Methods: We evaluated 69 indeterminate thyroid nodules with RAS or K601E BRAF mutations with available histopathologic follow-up. All FNA specimens were indeterminate according to the thyroid Bethesda system. Diagnosis of malignant, benign or indolent neoplasms was classified according to 2017 WHO classification. Carcinoma, NIFTP (noninvasive follicular thyroid neoplasm with papillary-like features) and WDTUMP (well-differentiated tumor of uncertain malignant potential) were considered "surgical," as they require surgical excision. Adenoma was considered "non-surgical." The risk of malignancy and the risk of "surgical disease" were evaluated.

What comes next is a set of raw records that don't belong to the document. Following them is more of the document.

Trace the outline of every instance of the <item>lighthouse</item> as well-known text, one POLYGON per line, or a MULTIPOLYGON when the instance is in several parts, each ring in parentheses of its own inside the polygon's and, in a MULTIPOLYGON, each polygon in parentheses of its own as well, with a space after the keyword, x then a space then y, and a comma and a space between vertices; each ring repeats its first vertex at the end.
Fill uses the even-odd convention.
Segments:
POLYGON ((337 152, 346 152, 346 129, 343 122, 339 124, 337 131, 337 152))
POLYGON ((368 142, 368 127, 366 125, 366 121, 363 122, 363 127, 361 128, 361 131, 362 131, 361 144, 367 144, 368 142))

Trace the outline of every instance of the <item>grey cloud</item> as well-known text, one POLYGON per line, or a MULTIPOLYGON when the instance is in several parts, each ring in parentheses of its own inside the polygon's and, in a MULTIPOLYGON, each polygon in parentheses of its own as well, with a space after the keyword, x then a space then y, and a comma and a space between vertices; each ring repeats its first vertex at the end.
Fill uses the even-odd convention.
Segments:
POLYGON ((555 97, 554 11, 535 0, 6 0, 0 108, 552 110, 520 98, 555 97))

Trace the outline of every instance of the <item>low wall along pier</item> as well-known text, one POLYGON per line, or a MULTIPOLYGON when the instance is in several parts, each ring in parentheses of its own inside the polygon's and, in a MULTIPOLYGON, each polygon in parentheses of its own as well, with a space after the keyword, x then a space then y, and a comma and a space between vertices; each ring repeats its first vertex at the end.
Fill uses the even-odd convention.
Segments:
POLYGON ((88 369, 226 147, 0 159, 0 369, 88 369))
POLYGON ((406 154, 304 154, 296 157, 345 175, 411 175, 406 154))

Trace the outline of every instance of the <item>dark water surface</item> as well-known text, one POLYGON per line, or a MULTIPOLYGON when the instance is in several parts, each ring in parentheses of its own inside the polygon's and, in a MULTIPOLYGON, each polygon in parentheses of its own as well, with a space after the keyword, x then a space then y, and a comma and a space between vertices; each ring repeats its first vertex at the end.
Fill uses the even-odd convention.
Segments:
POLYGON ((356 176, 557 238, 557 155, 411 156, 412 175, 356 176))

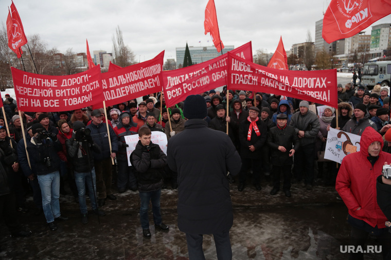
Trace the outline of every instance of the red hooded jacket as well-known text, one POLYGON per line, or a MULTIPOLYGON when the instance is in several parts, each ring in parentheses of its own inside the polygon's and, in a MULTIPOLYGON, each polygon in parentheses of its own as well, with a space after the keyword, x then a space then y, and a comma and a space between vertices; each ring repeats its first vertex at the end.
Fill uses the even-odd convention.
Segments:
POLYGON ((387 219, 376 200, 376 179, 381 174, 384 162, 391 163, 391 154, 381 151, 372 167, 367 158, 368 147, 376 141, 380 142, 383 148, 381 135, 371 127, 365 128, 360 142, 360 151, 348 155, 342 161, 335 189, 351 216, 373 227, 377 225, 378 228, 383 228, 387 219), (359 207, 361 209, 356 210, 359 207))

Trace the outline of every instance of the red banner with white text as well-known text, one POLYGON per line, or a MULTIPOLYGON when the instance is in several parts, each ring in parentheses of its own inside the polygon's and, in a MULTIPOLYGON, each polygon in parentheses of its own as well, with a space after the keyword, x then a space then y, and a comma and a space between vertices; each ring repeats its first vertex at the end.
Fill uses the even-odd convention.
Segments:
MULTIPOLYGON (((253 61, 251 42, 230 52, 246 61, 253 61)), ((166 105, 170 107, 183 101, 189 95, 200 94, 226 85, 227 57, 225 53, 199 64, 163 71, 166 105)))
POLYGON ((106 106, 162 91, 164 51, 152 59, 102 74, 106 106))
POLYGON ((285 70, 248 62, 228 53, 227 89, 270 93, 336 108, 336 70, 285 70))
POLYGON ((13 67, 11 71, 21 111, 67 111, 103 102, 100 66, 68 76, 39 75, 13 67))
POLYGON ((111 72, 114 70, 119 70, 122 68, 122 67, 116 65, 114 63, 112 63, 111 62, 110 62, 110 63, 109 64, 109 70, 108 70, 108 71, 109 72, 111 72))

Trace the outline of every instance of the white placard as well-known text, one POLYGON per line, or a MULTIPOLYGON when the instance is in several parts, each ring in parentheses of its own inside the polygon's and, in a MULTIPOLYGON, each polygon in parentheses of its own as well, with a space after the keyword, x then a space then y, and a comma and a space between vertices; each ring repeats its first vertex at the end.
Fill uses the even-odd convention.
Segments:
POLYGON ((341 163, 347 154, 360 151, 361 136, 330 128, 326 144, 325 159, 341 163))

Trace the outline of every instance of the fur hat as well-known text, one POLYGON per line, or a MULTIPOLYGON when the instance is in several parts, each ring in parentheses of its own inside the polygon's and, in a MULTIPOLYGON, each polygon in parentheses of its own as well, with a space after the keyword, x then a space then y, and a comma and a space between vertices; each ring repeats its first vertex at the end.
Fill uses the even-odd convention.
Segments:
POLYGON ((270 109, 267 107, 264 107, 262 108, 262 111, 261 112, 265 112, 269 115, 270 114, 270 109))
POLYGON ((302 100, 300 102, 300 104, 299 104, 299 107, 305 107, 307 108, 310 108, 310 104, 308 103, 308 101, 302 100))
MULTIPOLYGON (((41 114, 40 115, 40 116, 38 116, 38 122, 39 123, 41 121, 42 121, 43 119, 46 118, 47 117, 48 118, 49 116, 48 116, 48 115, 46 114, 45 114, 45 113, 43 113, 41 114)), ((12 118, 13 118, 13 117, 12 117, 12 118)), ((13 120, 12 120, 12 121, 13 121, 13 120)))
POLYGON ((381 92, 381 89, 382 89, 381 86, 378 85, 375 85, 375 86, 374 87, 374 89, 372 90, 372 92, 371 93, 375 93, 377 94, 378 95, 380 96, 380 92, 381 92))
POLYGON ((380 107, 376 110, 376 115, 379 116, 382 115, 386 115, 388 113, 388 110, 384 107, 380 107))
POLYGON ((363 103, 358 103, 354 106, 354 109, 360 109, 364 113, 366 113, 366 106, 363 103))

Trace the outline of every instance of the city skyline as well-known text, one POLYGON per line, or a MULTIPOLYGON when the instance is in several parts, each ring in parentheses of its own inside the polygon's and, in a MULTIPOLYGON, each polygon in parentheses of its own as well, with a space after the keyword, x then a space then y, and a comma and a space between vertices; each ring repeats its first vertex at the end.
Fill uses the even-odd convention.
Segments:
MULTIPOLYGON (((315 22, 323 18, 328 2, 215 0, 221 39, 225 45, 235 47, 251 41, 254 54, 258 49, 273 53, 281 35, 288 51, 292 45, 306 42, 309 30, 314 41, 315 22)), ((11 3, 2 0, 0 3, 3 10, 0 18, 4 25, 6 8, 11 3)), ((75 53, 85 52, 86 38, 92 55, 97 50, 111 53, 112 37, 117 26, 137 62, 150 59, 163 50, 165 61, 176 59, 175 48, 184 47, 186 43, 189 47, 213 44, 209 34, 204 35, 207 0, 123 0, 114 4, 92 0, 14 3, 26 35, 39 34, 49 48, 57 48, 61 53, 70 48, 75 53)), ((372 26, 387 23, 391 23, 391 15, 372 26)), ((371 28, 371 26, 365 30, 366 34, 370 34, 371 28)))

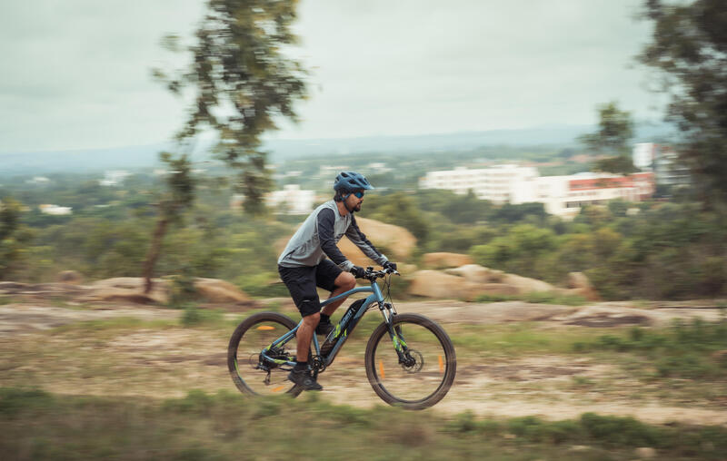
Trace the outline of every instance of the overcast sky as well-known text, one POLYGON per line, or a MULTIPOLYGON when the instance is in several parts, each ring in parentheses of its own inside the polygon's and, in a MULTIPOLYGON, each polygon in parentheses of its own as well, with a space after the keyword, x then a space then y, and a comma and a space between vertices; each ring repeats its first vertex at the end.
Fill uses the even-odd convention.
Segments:
MULTIPOLYGON (((281 139, 422 134, 596 123, 619 101, 659 119, 633 56, 641 0, 303 0, 297 53, 312 71, 281 139)), ((203 0, 0 4, 0 152, 168 140, 184 104, 154 82, 165 34, 189 35, 203 0)))

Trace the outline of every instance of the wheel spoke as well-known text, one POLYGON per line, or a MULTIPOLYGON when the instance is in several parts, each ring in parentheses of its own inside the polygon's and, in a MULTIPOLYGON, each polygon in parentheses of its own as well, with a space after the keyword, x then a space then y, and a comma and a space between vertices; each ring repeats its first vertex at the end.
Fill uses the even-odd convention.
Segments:
POLYGON ((393 340, 382 325, 367 348, 369 380, 389 403, 412 408, 429 407, 452 385, 456 367, 454 349, 443 330, 423 317, 401 316, 394 321, 393 340), (406 321, 408 319, 413 321, 406 321), (403 348, 401 357, 397 345, 403 348))
MULTIPOLYGON (((261 364, 261 352, 294 325, 280 314, 262 313, 238 327, 230 341, 227 359, 233 380, 241 391, 263 396, 299 392, 287 378, 289 367, 281 368, 281 364, 267 360, 261 364)), ((265 355, 277 360, 294 360, 296 344, 293 338, 284 345, 265 350, 265 355)))

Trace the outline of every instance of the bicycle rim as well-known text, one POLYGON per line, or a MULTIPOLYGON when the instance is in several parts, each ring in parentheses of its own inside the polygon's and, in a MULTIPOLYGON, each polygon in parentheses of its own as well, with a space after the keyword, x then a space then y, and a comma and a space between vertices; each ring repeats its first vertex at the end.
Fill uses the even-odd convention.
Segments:
MULTIPOLYGON (((260 367, 263 349, 294 327, 293 320, 277 313, 256 314, 237 327, 230 339, 227 363, 238 389, 258 396, 300 394, 302 389, 287 378, 289 367, 284 369, 271 363, 263 364, 268 369, 260 367)), ((296 345, 295 338, 293 338, 267 354, 278 359, 295 360, 296 345)))
POLYGON ((402 363, 385 324, 374 331, 366 350, 366 373, 376 394, 393 405, 421 409, 434 405, 454 379, 456 358, 446 333, 423 316, 403 314, 394 326, 403 339, 402 363))

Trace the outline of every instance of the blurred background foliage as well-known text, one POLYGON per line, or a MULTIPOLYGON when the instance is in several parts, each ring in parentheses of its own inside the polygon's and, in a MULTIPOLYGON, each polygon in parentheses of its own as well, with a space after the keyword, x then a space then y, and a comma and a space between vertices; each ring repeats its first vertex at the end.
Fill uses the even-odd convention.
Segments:
MULTIPOLYGON (((155 220, 152 199, 164 187, 152 175, 132 176, 131 188, 91 193, 95 186, 82 178, 42 188, 15 181, 16 188, 10 181, 0 191, 0 278, 48 281, 65 270, 91 280, 140 275, 155 220), (49 196, 73 203, 74 214, 41 214, 37 205, 49 196)), ((159 274, 224 279, 264 294, 277 278, 275 243, 304 217, 251 216, 232 210, 229 197, 224 188, 200 187, 185 226, 171 229, 164 241, 159 274)), ((686 199, 613 201, 566 221, 539 203, 497 206, 472 194, 389 189, 367 195, 361 216, 417 238, 404 262, 433 251, 469 253, 478 264, 553 283, 583 271, 607 299, 727 294, 727 217, 686 199)))

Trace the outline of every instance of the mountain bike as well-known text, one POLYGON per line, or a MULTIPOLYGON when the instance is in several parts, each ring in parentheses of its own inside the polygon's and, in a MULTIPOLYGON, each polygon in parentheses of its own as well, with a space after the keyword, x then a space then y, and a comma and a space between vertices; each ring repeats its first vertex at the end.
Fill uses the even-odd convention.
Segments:
MULTIPOLYGON (((383 401, 422 409, 442 400, 454 381, 457 359, 447 333, 418 314, 398 314, 391 299, 391 279, 399 272, 366 268, 368 287, 356 287, 321 302, 324 307, 355 293, 371 293, 354 301, 319 345, 316 335, 309 352, 314 378, 330 367, 368 310, 378 308, 383 321, 366 345, 364 366, 373 391, 383 401), (378 280, 383 279, 383 295, 378 280)), ((295 365, 295 333, 301 323, 277 312, 260 312, 234 330, 227 349, 227 366, 237 388, 246 394, 298 396, 303 388, 287 379, 295 365)))

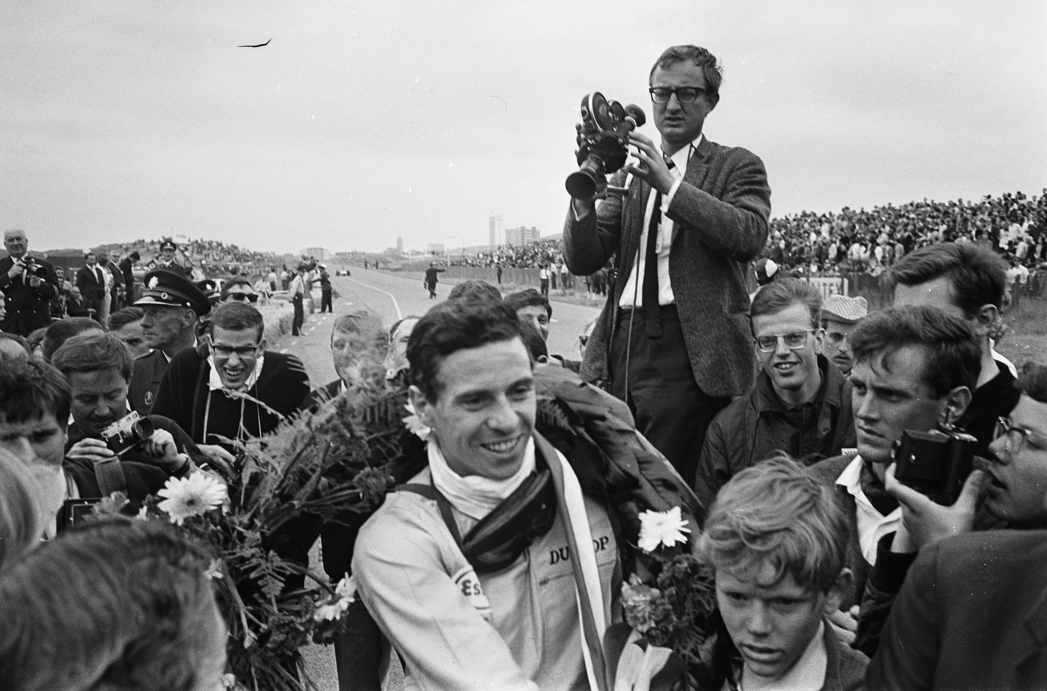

Results: Pathologic evaluation of the 69 mutated nodules demonstrated benign, indolent and malignant histology in 17 cases (25%), 21 cases (30%) and 31 cases (45%), respectively. The risk of malignancy was 45%, and the risk of surgical disease was 75%. The majority of carcinomas were a follicular variant of papillary thyroid carcinoma. On follow-up, there have been no recurrences to date.
Conclusion: Preoperative RAS or BRAF K601E mutations detection in cytologic indeterminate thyroid nodules carries a high risk of surgical disease and may benefit from surgical management. Most surgical lesions harboring those mutations are low-risk tumors, which may be in favor of an initial lobectomy.